OpenAI has signed a $38 billion, seven-year deal with Amazon Web Services (AWS) to power its next-generation artificial intelligence (AI) workloads. The agreement, announced earlier this week, marks a significant shift in OpenAI’s cloud strategy and reflects broader changes in how hyper-scalers—large-scale cloud service providers that operate massive data centres—are positioning themselves.
“We all need more compute, we need more GPUs for AI just because the demand is growing so much and that's why we are excited to partner with all these cloud vendors, including AWS, Microsoft, Nvidia and others,” said Srinivas Narayanan, vice president, engineering, OpenAI at a press briefing in Bengaluru on Tuesday.
Until recently, Microsoft Azure was OpenAI’s exclusive cloud service provider. This arrangement changed last month when OpenAI restructured its commercial terms with Microsoft, removing the latter’s right of first refusal on cloud contracts. The AWS deal is the first major partnership to follow, and it underscores OpenAI’s pivot towards a multi-cloud strategy, prioritising flexibility, scale, and access to compute resources.

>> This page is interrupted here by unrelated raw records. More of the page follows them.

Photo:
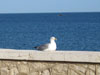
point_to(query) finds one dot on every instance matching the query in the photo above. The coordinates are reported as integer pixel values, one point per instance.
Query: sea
(74, 31)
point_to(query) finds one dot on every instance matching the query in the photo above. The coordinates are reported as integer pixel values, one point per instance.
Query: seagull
(49, 46)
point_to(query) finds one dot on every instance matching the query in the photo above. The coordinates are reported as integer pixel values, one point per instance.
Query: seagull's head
(53, 38)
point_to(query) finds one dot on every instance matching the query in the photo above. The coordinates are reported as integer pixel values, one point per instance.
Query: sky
(44, 6)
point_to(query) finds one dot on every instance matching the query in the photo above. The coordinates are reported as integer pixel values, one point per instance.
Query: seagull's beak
(55, 38)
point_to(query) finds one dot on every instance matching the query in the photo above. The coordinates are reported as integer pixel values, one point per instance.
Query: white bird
(49, 46)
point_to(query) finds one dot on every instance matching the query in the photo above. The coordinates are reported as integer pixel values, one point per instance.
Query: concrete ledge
(67, 56)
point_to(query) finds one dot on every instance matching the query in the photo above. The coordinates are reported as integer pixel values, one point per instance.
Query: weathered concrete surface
(47, 68)
(69, 56)
(28, 62)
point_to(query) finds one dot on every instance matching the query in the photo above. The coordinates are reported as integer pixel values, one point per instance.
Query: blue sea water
(74, 31)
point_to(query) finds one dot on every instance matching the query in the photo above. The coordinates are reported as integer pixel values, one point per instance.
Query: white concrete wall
(68, 56)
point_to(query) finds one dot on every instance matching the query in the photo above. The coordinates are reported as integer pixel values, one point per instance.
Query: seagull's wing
(42, 47)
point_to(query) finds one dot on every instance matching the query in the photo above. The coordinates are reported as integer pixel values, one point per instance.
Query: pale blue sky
(34, 6)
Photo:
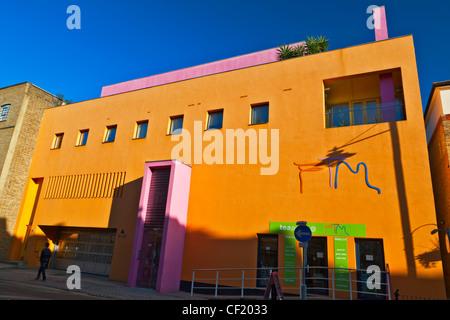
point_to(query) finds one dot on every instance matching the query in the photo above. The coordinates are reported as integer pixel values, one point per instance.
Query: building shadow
(402, 201)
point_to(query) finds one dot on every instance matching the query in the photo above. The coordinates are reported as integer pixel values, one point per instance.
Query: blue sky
(125, 40)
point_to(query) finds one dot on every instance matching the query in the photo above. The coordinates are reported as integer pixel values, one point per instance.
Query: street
(10, 290)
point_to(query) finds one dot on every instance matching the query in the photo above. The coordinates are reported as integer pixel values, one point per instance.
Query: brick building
(21, 111)
(437, 121)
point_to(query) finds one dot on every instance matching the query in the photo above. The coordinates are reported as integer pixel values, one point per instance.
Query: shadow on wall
(203, 250)
(123, 217)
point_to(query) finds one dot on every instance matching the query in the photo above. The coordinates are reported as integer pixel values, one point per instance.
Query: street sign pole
(303, 234)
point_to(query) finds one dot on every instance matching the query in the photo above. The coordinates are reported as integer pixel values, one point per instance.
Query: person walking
(44, 259)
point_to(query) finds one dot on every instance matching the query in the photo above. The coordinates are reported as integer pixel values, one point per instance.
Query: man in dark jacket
(44, 259)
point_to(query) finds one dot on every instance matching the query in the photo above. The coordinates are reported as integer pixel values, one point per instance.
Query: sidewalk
(93, 285)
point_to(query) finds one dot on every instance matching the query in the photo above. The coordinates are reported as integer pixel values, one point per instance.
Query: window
(364, 99)
(4, 112)
(176, 125)
(215, 120)
(82, 137)
(110, 134)
(354, 113)
(141, 130)
(260, 114)
(57, 141)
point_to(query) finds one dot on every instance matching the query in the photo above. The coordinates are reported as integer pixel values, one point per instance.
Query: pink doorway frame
(172, 246)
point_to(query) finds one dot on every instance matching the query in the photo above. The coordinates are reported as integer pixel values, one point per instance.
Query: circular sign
(302, 233)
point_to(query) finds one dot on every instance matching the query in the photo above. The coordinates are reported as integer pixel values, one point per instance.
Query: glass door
(267, 257)
(149, 258)
(369, 252)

AWS will provide OpenAI with access to hundreds of thousands of Nvidia’s latest GB200 and GB300 GPUs, deployed via Amazon EC2 UltraClusters. These clusters are designed to support both inference and training workloads, including those for ChatGPT and future frontier models. The infrastructure is expected to be fully deployed by the end of 2026, with provisions for expansion into 2027 and beyond. AWS’s ability to deliver this scale of compute—along with its custom silicon (Trainium and Inferentia), security architecture (Nitro System), and global data centre footprint—was a key factor in securing the deal.
“As OpenAI continues to push the boundaries of what's possible, AWS's best-in-class infrastructure will serve as a backbone for their AI ambitions,” said Matt Garman, CEO of AWS in a press release. “The breadth and immediate availability of optimised compute demonstrates why AWS is uniquely positioned to support OpenAI's vast AI workloads.”

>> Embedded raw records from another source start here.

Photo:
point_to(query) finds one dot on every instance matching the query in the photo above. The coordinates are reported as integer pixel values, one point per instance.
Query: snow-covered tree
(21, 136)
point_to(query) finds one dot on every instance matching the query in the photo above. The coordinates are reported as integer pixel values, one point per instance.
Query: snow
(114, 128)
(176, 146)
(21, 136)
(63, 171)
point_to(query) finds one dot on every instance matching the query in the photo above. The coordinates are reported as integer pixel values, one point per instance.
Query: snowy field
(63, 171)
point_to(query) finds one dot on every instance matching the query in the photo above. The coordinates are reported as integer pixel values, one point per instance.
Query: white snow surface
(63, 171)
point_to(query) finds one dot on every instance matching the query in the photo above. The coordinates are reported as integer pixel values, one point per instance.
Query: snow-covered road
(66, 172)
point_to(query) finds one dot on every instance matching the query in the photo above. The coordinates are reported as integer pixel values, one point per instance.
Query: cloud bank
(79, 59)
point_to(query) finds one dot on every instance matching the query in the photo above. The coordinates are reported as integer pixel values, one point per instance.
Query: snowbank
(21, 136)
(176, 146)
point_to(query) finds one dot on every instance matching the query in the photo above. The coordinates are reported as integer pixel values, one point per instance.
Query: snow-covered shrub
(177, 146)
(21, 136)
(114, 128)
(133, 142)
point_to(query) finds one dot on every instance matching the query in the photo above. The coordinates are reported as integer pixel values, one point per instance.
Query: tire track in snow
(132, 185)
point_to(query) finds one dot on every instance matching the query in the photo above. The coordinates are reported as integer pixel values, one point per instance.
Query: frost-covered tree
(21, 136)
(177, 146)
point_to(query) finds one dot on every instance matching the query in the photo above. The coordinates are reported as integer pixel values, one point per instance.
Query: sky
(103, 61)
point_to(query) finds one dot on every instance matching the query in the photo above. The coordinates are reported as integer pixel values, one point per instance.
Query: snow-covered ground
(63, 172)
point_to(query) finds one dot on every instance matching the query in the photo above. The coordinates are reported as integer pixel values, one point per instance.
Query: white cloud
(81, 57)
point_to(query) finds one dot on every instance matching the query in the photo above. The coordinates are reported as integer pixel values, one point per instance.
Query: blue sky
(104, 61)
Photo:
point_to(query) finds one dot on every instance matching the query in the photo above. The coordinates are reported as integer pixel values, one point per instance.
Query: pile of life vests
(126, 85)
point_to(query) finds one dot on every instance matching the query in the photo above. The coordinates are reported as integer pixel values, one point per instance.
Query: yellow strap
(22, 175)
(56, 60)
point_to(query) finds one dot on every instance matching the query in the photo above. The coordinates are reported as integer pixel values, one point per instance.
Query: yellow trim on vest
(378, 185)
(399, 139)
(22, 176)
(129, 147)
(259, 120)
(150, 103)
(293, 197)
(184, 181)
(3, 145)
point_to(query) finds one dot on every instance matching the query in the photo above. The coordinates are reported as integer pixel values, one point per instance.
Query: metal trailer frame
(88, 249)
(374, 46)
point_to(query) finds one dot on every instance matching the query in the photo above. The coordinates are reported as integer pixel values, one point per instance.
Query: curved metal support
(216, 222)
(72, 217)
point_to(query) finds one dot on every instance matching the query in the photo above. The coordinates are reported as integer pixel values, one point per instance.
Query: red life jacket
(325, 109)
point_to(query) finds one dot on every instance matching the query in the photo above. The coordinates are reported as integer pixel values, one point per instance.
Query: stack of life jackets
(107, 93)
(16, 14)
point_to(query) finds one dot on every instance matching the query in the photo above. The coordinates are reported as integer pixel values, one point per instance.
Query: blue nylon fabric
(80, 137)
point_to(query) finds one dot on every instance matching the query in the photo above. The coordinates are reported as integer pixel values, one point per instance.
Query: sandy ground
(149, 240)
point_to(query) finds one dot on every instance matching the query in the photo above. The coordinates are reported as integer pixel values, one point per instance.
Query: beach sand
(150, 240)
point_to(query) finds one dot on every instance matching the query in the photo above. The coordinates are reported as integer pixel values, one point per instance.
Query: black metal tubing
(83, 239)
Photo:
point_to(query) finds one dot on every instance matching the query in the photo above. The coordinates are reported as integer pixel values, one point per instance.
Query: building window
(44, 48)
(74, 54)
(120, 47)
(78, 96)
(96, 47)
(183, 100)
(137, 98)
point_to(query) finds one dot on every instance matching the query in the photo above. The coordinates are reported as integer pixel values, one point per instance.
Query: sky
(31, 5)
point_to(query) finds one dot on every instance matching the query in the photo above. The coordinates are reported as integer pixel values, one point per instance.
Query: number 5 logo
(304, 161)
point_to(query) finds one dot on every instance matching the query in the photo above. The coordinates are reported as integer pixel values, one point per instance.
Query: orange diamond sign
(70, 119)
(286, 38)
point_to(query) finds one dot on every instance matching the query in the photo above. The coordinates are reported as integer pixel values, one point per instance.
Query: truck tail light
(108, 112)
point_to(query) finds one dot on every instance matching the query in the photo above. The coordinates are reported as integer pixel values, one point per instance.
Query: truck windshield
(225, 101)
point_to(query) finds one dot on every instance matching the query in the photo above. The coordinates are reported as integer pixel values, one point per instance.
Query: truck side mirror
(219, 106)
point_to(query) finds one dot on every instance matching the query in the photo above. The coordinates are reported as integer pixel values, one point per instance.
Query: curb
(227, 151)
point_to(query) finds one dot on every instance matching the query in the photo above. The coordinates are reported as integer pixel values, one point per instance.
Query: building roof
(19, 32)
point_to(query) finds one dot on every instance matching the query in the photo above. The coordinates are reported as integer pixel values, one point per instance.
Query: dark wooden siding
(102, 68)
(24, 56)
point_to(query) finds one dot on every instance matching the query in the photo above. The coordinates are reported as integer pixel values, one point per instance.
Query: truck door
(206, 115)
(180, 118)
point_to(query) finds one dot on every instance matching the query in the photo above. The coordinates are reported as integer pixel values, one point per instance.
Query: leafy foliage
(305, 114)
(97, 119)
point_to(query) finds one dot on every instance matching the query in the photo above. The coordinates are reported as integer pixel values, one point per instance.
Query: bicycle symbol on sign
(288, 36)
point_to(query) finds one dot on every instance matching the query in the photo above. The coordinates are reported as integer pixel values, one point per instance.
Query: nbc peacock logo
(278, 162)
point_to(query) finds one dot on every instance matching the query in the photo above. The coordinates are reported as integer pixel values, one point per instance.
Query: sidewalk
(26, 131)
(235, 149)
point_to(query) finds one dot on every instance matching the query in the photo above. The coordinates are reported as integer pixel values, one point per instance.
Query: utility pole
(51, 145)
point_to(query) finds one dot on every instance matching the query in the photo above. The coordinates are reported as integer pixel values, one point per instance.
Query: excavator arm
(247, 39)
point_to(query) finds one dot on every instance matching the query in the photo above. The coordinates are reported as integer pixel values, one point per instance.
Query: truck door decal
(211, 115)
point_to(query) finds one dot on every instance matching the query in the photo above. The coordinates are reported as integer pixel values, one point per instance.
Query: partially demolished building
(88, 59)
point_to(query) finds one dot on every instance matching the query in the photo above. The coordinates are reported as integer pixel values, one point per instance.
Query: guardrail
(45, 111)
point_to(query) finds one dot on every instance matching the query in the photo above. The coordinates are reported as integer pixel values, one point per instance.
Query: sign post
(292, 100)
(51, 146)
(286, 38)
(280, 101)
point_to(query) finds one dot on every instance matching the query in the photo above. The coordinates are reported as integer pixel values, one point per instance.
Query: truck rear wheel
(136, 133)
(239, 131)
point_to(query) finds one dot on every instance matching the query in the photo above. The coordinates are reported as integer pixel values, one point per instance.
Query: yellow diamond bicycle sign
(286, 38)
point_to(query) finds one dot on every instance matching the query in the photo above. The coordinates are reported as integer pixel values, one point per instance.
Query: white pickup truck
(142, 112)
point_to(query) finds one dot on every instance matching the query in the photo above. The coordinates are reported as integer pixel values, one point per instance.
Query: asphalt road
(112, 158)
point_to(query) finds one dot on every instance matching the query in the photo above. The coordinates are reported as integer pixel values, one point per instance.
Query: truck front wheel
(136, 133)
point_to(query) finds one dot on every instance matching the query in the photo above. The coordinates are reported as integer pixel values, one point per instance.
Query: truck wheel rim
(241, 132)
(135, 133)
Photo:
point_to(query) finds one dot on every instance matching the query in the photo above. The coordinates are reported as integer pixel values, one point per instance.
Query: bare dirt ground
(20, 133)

The AWS–OpenAI deal is not an exception. It comes amid a wave of strategic recalibrations across the cloud ecosystem, as hyper-scalers race to secure their place in the AI value chain.
Microsoft, once OpenAI’s exclusive cloud partner, has responded by diversifying its AI alliances. It now licenses models from Anthropic and xAI, while also developing its own foundation models under the MAI initiative. Microsoft’s focus has shifted towards embedding AI across its software suite—most notably through Copilot integrations in Office, Windows, and GitHub—and investing in massive AI-ready infrastructure through a $100-billion joint venture with BlackRock and MGX.
Google Cloud, meanwhile, is leaning into its research roots. It has scaled up its partnership with Anthropic, offering access to its custom TPUs and launching Gemini Enterprise, a full-stack AI platform for businesses. Google’s strategy emphasises tight integration with its data and analytics tools, and its in-house silicon advantage through TPUs.
Oracle, which is often overlooked in the AI cloud race, has emerged as a major infrastructure player. It recently signed a $300-billion deal to build 4.5 GW of AI compute capacity, making it OpenAI’s largest infrastructure partner by volume. Oracle’s approach is to remain model-agnostic, positioning itself as a neutral provider of raw compute power to AI labs and enterprises alike.
Together, these moves reflect a broader shift: Hyper-scalers are no longer just competing on services or pricing; they’re competing on who can deliver the most reliable, scalable, and flexible compute infrastructure.